The words were spoken with absolute simplicity. Clearly, the idea of love and marriage had not crossed her mind.

"Did he know your circumstances?"

"No; he took for granted that Borrowness was my home. I might have told him; but my cousin had made me promise not to mention the fact that I was a medical student."

"And he has gone?"

"Yes; he may be back for a week or so at Christmas, but I don't know even that." Mona looked up into the old man's face. "Now," she said, "you know the whole truth as thoroughly as I know it myself."
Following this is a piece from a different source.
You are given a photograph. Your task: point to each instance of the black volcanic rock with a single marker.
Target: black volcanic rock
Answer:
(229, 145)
He repaid her look with interest.

"Honest is not the word for her," he thought. "She is simply crystalline."

"If I had the right," he said, "I should ask you to promise me one thing."

"Don't say 'If had the right,'" said Mona. "Claim it."

"Promise that you will not again give away your life, or any appreciable part of it, on mere impulse, without abundant consideration."

"I will promise more than that if you like. I will promise not to commit myself to anything new without first consulting you."

He could scarcely repress a smile. Evidently she did not foresee the contingency that had prompted his words. What a simple-hearted child she was, after all!

"I decline to accept that promise," he said; "I have abundant faith in your own judgment, if you only give it a hearing. But when your mind is made up, you know where to find a sympathetic ear; or if you should be in doubt or difficulty, and care to have an old man's advice, you know where to come for it. Make me the promise I asked for at first; that is all I want."

Mona looked up again with a smile, and clasped her hands on his knee. "I promise," she said slowly, "never again to give away my life, or any appreciable part of it, on mere impulse, without abundant consideration."

He smiled down at the bright face, and then stooped to kiss her forehead. "And now," he said, "let us take the present as we find it. I suppose no one but yourself can decide whether this duty is the more or the less binding because it is self-imposed."

Mona's face expressed much surprise. "Oh," she said, "I have not the smallest doubt on that score. I must go through with it now that I have put my hand to the plough."

"I am glad you think so, though there is something to be said on the other side as well. Your mind is made up, and that being so, you don't need me to tell you that you are doubly bound to take the life bravely and brightly, because you have chosen it yourself. Fortunately, yours is a nature that will develop in any surroundings. But I do want to say a word or two about your examination, and the life you have thrown aside for the time. I know you don't talk about it, but I think you will allow me to say what I feel. Preaching, you know, is an old man's privilege."

"Go on," said Mona, "talk to me. Nobody helps me but you. It does me good even to hear your voice.”